10% of the population: Point buy less than 13 (
80% of the population: Point buy 13-17 (ordinary folks, thugs, mooks)
9% of the population: Point buy 18-22 (important NPC's)
0.9% of the population: Point buy 23-27 (PC's allies, sub-bosses)
0.09% of the population: Point buy 28-32 (PC's fall here, PC peers and mentors)
0.009% of the population: Point buy 33-37 (BBEG)
Point buys of 38 or higher are vanishingly small percentages of the population (1 in a million or less), to the point that it is rare for them to ever meet each other - much less be friends and go on adventures together.
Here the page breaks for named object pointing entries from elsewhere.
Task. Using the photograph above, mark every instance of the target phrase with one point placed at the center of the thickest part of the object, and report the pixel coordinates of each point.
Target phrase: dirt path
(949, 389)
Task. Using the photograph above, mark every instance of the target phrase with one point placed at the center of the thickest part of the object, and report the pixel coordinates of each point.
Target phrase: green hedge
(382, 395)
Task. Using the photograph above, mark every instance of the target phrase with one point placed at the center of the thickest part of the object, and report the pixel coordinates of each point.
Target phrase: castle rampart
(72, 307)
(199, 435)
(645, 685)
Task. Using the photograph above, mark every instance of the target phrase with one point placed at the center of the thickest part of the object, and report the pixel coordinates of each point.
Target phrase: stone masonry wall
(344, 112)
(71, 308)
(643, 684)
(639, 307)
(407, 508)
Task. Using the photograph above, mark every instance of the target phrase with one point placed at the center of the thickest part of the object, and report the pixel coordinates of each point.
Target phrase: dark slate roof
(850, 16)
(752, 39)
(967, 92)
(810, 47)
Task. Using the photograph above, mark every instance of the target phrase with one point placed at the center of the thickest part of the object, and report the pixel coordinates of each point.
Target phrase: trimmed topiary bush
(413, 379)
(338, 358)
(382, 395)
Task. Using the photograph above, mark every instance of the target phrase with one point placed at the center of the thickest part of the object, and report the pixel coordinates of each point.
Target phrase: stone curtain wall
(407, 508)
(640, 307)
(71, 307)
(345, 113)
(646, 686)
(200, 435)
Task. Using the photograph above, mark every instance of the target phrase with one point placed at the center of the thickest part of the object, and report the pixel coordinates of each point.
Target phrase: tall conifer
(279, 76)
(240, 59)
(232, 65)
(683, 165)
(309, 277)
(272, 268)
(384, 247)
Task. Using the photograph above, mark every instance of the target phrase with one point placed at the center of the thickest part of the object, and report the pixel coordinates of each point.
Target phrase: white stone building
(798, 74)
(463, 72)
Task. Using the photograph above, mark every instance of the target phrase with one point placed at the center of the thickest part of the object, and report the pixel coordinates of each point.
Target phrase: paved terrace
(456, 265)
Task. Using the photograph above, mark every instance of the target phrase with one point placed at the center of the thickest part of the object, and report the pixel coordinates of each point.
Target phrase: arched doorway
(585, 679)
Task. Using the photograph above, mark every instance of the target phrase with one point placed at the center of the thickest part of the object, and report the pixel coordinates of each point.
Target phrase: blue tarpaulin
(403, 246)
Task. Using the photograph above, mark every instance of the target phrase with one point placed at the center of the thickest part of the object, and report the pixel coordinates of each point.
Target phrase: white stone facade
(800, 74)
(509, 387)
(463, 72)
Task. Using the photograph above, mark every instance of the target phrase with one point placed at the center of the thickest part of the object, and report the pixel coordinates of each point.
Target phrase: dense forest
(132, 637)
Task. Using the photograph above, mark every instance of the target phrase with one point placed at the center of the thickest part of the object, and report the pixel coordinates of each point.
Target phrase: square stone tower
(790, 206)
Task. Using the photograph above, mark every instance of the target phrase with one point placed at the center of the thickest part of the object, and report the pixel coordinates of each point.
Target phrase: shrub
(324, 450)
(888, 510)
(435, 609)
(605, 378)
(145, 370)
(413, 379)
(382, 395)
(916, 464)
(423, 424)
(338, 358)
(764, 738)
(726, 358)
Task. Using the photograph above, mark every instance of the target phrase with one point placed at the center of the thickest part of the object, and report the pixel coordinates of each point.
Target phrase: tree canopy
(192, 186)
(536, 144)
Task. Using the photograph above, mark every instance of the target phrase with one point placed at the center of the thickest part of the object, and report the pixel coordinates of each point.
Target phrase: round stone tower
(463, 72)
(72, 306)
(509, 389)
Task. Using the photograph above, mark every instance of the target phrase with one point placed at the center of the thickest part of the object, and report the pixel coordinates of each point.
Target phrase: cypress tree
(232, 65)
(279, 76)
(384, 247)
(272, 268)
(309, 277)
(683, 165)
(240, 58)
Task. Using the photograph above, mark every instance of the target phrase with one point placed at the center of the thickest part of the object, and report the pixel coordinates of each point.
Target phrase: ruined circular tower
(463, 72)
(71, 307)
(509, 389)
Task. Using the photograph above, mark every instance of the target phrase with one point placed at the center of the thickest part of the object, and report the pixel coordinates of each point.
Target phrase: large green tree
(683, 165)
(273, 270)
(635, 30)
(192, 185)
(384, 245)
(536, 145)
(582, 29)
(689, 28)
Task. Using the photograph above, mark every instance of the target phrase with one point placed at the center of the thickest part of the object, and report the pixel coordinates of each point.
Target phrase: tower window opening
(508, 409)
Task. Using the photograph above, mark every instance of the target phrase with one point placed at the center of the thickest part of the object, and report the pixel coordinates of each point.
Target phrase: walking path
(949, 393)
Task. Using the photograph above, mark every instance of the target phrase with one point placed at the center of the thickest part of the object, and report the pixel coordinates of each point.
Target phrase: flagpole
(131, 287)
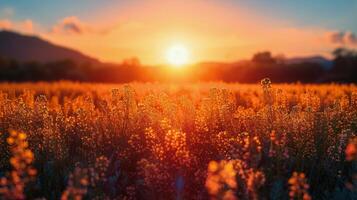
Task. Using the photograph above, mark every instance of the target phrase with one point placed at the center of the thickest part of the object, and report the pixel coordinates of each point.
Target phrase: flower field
(67, 140)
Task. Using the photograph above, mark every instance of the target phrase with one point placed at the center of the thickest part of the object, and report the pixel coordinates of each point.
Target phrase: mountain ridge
(26, 48)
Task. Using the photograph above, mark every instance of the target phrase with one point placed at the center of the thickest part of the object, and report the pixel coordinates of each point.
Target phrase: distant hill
(25, 48)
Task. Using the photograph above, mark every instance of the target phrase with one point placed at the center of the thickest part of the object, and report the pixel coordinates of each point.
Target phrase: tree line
(262, 64)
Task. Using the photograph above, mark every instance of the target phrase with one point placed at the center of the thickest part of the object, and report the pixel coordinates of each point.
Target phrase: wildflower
(12, 186)
(298, 186)
(351, 150)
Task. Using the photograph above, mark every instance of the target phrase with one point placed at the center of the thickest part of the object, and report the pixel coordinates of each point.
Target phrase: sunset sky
(225, 30)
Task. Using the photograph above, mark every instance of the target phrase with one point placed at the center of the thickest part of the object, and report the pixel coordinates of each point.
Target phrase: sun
(177, 55)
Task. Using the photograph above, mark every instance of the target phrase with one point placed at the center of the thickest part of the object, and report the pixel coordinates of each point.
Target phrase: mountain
(327, 64)
(25, 48)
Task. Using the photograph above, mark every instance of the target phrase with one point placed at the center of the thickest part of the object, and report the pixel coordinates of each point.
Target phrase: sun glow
(177, 55)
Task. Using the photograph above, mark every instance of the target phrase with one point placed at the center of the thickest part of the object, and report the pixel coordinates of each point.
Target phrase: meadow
(66, 140)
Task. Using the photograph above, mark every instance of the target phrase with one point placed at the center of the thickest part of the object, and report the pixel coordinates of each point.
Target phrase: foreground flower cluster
(195, 141)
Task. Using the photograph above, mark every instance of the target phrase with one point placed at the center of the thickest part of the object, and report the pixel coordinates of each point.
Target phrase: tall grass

Legendary people in background thier should the PC's ever become legends in thier own right.

All the above assumes stats at adulthood. Aged and children would obviously be lower on average.

I think DM's should experiment with creating alot of 'ordinary' folks with point buys of 17 or less - even for characters of 2nd or 3rd level. It bugs me to see lots of 20+ point buy NPC's. There is alot of flexibility in the character creation process to create any number of non-heroes by which the PC's can recognize that they are heroes. High point buy for the NPC's just makes the PC's less important.

For example, some 15 point 'ordinary' arrays:

18 8 8 8 7 7
17 10 8 8 8 8
16 13 8 8 8 8
15 14 9 8 8 8
14 14 11 8 8 8
14 13 12 8 8 8
13 13 13 8 8 8
13 13 12 9 8 8
13 12 12 9 9 8
12 12 12 9 9 9
12 12 11 10 9 9
12 12 10 10 10 9
12 11 10 10 10 10
11 11 11 10 10 10
14 10 10 10 10 9
14 12 10 9 9 9
14 12 10 10 9 8
14 12 10 10 10 6
14 12 12 10 8 6
14 14 12 8 8 6
14 14 13 8 6 6
14 14 14 6 6 6
16 15 8 6 6 6

Remember, if 10.5 is an average score, then alot of people are going to have scores below 10.